Source:  NYSUT Communications

United University Professions President Phil Smith delivered a sharp rebuttal Friday to SUNY Chancellor Nancy Zimpher's assertion that generous raises to three senior staffers were necessary, even in the middle of the worst funding crisis in SUNY history.

"The question is, is it appropriate for SUNY officials to receive large salary increases when so many others have been laid off? We say No," Smith told the state Senate Higher Education Committee, which called a hearing Friday to grill Zimpher about the raises. "SUNY has about a half-billion in reserve capital funds. We cannot understand why SUNY is not using its reserves to remedy this crisis," Smith said.
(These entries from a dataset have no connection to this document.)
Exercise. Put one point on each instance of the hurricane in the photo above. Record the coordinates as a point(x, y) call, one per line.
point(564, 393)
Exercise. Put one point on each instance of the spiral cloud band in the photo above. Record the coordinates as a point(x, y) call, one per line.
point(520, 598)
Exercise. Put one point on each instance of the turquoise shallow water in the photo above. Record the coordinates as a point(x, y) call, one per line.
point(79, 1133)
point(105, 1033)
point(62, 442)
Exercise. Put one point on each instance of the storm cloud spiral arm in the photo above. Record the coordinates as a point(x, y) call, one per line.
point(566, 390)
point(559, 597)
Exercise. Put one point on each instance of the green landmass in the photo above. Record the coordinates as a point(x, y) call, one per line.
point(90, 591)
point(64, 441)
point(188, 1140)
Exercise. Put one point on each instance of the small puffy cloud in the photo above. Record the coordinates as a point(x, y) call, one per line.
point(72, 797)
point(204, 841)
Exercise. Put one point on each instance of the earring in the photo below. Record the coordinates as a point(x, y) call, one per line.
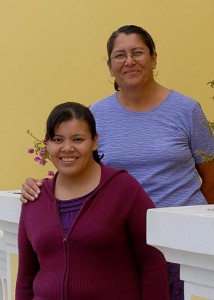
point(155, 74)
point(111, 81)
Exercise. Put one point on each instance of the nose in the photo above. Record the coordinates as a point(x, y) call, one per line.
point(129, 58)
point(67, 146)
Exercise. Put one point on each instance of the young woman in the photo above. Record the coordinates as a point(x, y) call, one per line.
point(85, 236)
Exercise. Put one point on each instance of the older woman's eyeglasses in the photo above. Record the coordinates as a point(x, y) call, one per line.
point(121, 57)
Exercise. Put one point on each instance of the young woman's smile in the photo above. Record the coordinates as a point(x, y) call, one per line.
point(71, 149)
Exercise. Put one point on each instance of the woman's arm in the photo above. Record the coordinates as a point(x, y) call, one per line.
point(28, 264)
point(206, 172)
point(30, 189)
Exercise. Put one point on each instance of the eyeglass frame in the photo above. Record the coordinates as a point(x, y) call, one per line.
point(136, 58)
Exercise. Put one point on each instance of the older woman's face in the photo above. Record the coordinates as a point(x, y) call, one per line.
point(137, 68)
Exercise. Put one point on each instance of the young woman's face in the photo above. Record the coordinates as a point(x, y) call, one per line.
point(71, 149)
point(131, 72)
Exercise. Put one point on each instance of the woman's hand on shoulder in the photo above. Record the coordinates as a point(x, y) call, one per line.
point(30, 189)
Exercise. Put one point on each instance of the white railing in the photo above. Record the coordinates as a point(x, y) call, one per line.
point(186, 236)
point(183, 234)
point(9, 217)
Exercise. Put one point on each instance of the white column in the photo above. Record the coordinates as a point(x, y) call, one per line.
point(185, 235)
point(10, 207)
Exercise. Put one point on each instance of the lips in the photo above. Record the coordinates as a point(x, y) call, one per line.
point(67, 159)
point(130, 72)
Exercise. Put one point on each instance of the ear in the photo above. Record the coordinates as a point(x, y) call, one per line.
point(154, 58)
point(95, 142)
point(109, 67)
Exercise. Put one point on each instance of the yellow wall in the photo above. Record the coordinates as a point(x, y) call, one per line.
point(53, 51)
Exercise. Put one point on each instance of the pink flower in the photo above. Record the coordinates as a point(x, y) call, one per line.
point(42, 153)
point(50, 173)
point(42, 162)
point(30, 150)
point(37, 158)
The state has cut SUNY's operating aid by $562 million in the last two years.

Earlier this month, the SUNY Board of Trustees approved the raises of $30,000 each for three senior administrators, two of whom also receive monthly housing allowances in the amounts of $5,000 and $3,250. The Legislature cannot reverse the board's action.

Zimpher told the committee that she and her top assistant - SUNY Senior Vice Chancellor and Chief Operating Officer Monica Rimai - had decided to forfeit their monthly housing allowances, and that the money freed up by that action was used to fund the raises for the other three administrators.

Sen. Toby Ann Stavisky, a New York City Democrat who chairs the Higher Education Committee, told Smith that when she asked Zimpher about using the reserves to fill some of the funding cuts, Zimpher had responded that she was under the impression that the reserves were a "rainy day fund."

"I indicated that it was raining," Stavisky recounted.